What are we envisioning for this project? We aim to create an innovative food court, moving away from ordinary designs, and become a standout attraction for the entire market.
To achieve this objective, we delved into the context and drew inspiration from history, as well as the essence and philosophy of the concept.
The context was the Usachevsky market building of 1930, featuring recognizable Soviet architecture and aesthetics with its domed structure and practicality.
We also took inspiration from the British adventurer-photographer Christopher Herwig, who extensively explored the roads of the former Soviet Union and documented the treasures of brutalist architecture, including the fascinating bus stops, which became pearls of small architectural forms. Christopher compiled all his discoveries into an album-book, a project that took twelve years to complete.

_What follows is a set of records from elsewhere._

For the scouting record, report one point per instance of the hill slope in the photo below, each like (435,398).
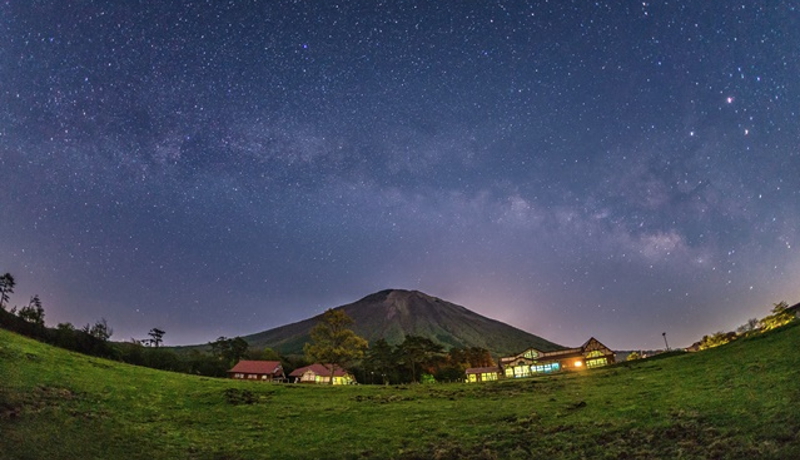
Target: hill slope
(738,401)
(393,314)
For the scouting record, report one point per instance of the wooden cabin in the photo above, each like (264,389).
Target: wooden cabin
(262,371)
(321,373)
(483,374)
(532,361)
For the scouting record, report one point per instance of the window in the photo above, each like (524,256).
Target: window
(531,354)
(544,368)
(596,362)
(522,371)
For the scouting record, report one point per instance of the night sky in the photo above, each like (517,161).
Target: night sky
(613,169)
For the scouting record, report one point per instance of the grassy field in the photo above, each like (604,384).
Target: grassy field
(737,401)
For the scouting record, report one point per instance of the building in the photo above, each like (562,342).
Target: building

Of course, we thoroughly studied the original concept of the restaurant, focusing on Mexican cuisine, known for its vibrant, lively, and spontaneous nature, evoking so-called 'coastal vibe'. The color and material scheme incorporates a fusion of sky blue, beach white, and deep burgundy, intertwined with concrete and wood.
By bringing together all these components, we found the answer to the question: what should a food court area represent? It should be a place of anticipation for gastronomic pleasure. This idea of anticipation and expectation became the foundation of our project.
Combining these elements - concept, context, and meanings - we have created a remarkable centerpiece that dominates the entire market. It's essential to note that apart from its architectural expressiveness, Chapulines stands out for its exceptional functionality and cutting-edge technologies.